Well, as time went by, I realized that I personally felt better when an eight note wasn't always an eighth note, etc. Sometimes the "in between" stuff is what I need to feel/be real on myterms. That's not how I talk, that's not how I walk, that's not how I think, that's not how I do anything.

It's been a while since I heard that Getz/Shrine thing, but how you describe it -one night the soloists not in Peterson's zone, the other they are, and the whole performance varying in qualtity accordingly to me speaks of that "precision", of wverything always being exactly waht it is. Obviously, there's a strength of self in thaat that is admirable. But it's also a bit exclusionary - if you wanna ride this train, hey, here's how it is going to be. Always. And not all jazz is played that way, the Silver/Jackson thing you mention being one of but innumerable examples.

Sure, I have heard Peterson adapt, but only slightly, and never too far outside of his zone. Again, no reason why he should, it's his domain and he's master of it. But it goes a long way towards why some people dig him so much, and some people don't, and why some people dig other stuff a lot more, and some people a lot less. Peterson knew who he was, and he did not back down. Major philosophical props to him for that. But if you don't like it, he ain't gonna ask you to. And I give him huge props for that, even though I'm one of those who just don't want in.
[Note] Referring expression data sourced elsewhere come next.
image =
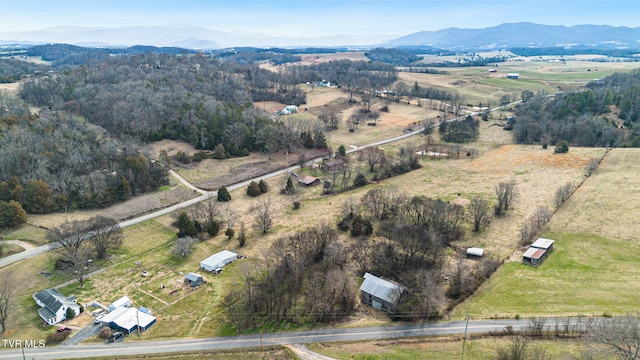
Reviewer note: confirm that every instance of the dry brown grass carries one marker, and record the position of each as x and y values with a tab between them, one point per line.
604	203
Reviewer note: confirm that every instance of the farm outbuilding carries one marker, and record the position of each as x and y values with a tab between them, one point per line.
538	251
475	252
309	181
193	279
379	293
122	302
218	260
128	320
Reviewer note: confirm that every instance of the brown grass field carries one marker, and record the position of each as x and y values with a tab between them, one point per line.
538	174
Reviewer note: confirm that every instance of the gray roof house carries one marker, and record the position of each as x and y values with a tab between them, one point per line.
380	293
54	305
193	279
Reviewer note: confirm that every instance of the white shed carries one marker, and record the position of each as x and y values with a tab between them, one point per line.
218	260
122	302
475	252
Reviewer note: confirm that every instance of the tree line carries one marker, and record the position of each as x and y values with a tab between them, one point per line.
50	161
584	118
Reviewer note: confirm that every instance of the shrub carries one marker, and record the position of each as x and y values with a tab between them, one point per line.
223	194
56	337
264	187
105	333
360	180
70	313
562	147
213	228
253	189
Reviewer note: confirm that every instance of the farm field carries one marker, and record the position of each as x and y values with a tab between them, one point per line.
582	223
441	348
593	268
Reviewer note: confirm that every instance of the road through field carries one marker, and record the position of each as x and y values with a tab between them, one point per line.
126	348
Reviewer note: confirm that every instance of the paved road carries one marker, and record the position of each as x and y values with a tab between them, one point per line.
22	244
205	195
131	348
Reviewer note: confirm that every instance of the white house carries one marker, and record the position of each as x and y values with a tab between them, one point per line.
128	320
54	305
379	293
122	302
289	109
218	260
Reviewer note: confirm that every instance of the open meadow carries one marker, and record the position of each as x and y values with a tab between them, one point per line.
596	236
593	267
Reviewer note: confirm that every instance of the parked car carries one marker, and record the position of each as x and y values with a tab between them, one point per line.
116	336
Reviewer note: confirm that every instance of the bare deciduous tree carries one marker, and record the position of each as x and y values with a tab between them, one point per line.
74	244
8	287
480	215
563	193
105	235
373	156
505	192
263	219
184	246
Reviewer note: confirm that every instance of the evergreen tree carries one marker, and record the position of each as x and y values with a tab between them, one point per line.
342	150
253	189
219	152
320	140
185	226
308	140
223	194
264	187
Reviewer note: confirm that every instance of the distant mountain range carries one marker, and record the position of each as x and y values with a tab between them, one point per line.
499	37
524	35
190	37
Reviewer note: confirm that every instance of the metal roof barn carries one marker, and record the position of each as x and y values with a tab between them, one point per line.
543	243
475	252
218	260
380	293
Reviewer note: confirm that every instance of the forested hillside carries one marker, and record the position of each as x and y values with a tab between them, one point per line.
52	161
194	98
606	114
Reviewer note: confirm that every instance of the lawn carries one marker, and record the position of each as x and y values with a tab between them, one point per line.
593	268
439	348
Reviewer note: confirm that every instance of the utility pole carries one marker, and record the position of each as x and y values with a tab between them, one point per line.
464	339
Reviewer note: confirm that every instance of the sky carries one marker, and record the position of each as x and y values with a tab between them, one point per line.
314	18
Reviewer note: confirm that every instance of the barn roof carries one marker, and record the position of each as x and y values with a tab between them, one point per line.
381	288
534	253
542	243
193	277
221	256
308	180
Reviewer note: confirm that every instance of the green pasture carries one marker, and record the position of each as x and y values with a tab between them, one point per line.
584	274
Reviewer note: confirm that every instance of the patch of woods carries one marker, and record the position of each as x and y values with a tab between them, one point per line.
12	70
308	276
81	241
305	278
606	114
198	99
51	162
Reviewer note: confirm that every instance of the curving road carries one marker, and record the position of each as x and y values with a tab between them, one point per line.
206	195
127	348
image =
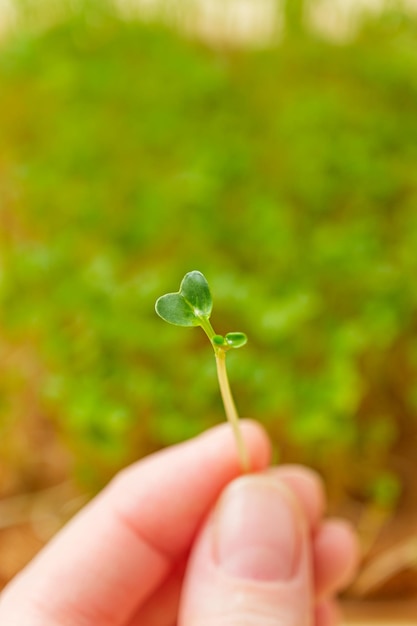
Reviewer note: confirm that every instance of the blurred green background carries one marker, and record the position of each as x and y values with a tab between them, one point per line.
131	154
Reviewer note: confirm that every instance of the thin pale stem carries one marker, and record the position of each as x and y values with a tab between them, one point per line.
230	408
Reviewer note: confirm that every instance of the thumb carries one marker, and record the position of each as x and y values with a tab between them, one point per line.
251	564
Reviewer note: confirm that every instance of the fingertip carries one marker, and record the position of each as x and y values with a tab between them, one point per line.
336	555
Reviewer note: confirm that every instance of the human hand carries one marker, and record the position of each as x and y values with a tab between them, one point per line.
170	542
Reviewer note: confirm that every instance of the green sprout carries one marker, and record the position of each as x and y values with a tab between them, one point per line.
192	306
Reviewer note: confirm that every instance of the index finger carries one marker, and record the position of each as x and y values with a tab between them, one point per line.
119	549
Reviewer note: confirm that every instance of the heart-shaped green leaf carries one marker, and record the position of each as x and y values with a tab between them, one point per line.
189	305
174	309
195	290
236	340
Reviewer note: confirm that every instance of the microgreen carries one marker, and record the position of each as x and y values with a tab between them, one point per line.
192	306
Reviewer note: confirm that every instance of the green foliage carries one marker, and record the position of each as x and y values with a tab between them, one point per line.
129	155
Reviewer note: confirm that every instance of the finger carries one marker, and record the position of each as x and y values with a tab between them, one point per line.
113	555
335	557
161	609
251	564
307	486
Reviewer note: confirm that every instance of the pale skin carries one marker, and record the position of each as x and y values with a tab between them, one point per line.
155	547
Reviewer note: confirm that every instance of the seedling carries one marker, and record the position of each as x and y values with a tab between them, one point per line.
192	306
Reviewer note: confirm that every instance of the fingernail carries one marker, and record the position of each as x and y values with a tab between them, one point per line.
257	531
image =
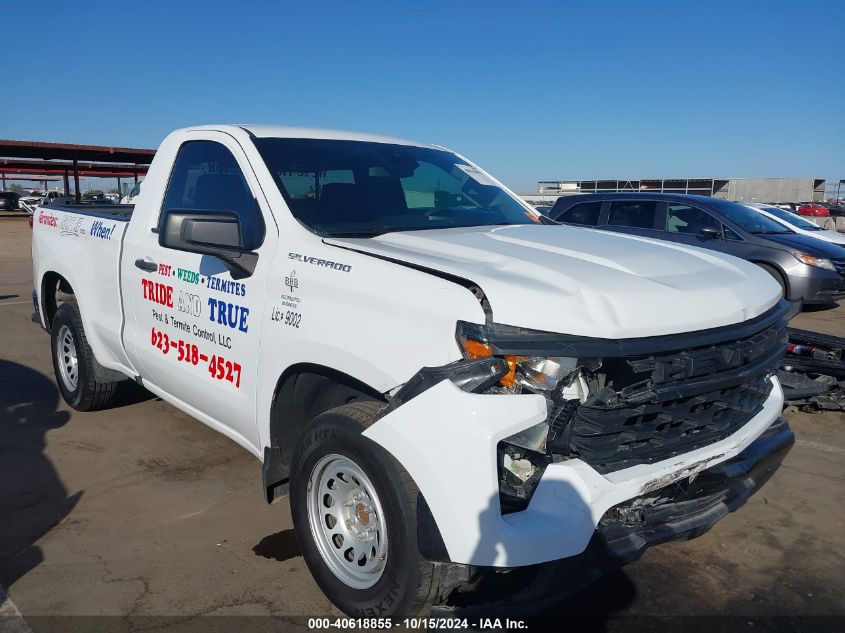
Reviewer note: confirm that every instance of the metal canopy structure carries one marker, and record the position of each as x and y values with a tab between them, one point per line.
66	159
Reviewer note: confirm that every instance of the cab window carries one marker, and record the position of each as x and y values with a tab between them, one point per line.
682	218
586	213
206	177
640	214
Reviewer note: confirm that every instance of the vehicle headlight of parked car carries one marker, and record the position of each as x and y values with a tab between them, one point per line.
818	262
564	381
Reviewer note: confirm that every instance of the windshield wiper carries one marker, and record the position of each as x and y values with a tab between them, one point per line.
375	232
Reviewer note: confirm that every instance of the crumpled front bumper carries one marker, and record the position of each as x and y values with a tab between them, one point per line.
446	439
626	531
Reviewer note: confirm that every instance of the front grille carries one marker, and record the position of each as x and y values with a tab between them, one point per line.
657	406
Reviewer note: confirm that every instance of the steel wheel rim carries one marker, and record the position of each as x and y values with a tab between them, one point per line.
67	358
347	522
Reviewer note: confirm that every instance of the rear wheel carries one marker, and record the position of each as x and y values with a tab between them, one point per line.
354	510
74	363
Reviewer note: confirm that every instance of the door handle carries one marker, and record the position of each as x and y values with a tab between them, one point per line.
143	264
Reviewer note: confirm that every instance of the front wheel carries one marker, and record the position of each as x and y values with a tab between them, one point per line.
354	510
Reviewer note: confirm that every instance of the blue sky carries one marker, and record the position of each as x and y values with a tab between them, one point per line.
529	90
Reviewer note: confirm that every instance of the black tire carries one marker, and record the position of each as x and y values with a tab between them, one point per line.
777	276
89	394
407	584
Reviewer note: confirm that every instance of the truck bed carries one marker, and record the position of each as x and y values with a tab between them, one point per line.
121	212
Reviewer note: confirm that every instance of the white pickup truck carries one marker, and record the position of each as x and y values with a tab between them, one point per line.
471	407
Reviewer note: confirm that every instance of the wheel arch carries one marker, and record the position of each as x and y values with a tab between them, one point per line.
302	392
52	284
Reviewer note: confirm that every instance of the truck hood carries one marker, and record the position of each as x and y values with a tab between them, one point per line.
587	282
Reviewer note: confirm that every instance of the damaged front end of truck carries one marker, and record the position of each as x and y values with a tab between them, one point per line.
632	427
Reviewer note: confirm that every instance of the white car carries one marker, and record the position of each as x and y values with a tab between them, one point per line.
797	223
449	385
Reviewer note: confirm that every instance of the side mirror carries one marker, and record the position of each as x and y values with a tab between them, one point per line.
218	234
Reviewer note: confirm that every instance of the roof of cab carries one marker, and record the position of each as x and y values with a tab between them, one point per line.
282	131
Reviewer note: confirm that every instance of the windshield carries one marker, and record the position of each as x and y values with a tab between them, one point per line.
362	188
747	218
791	218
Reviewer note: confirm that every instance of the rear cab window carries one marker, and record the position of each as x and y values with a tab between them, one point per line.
639	214
585	213
682	218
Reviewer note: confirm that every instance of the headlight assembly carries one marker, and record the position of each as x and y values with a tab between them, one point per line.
818	262
535	372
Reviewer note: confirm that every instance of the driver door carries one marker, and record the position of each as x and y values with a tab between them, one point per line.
196	330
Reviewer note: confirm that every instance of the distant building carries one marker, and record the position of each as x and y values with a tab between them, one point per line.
741	189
Now, as for Tatum (was that in this or the other thread?), edc mentioned "etudes" and I know exactly what he means, and most of the Tatum on record fits into that category one way or the other. But that 20th Century Piano thing, hey... Like all Tatum for me, the music is so concentrated that I can only listen in small doses, but that's where you can hear the etudes getting fucked with, and sometimes mindboggingly so. I think that Tatum had another gear that he kept to himself except on rare occasions, for who knows what reasons. But I hear these things and all the notions about "Tatum as virtuostic parlor act" get reconsidered real quick.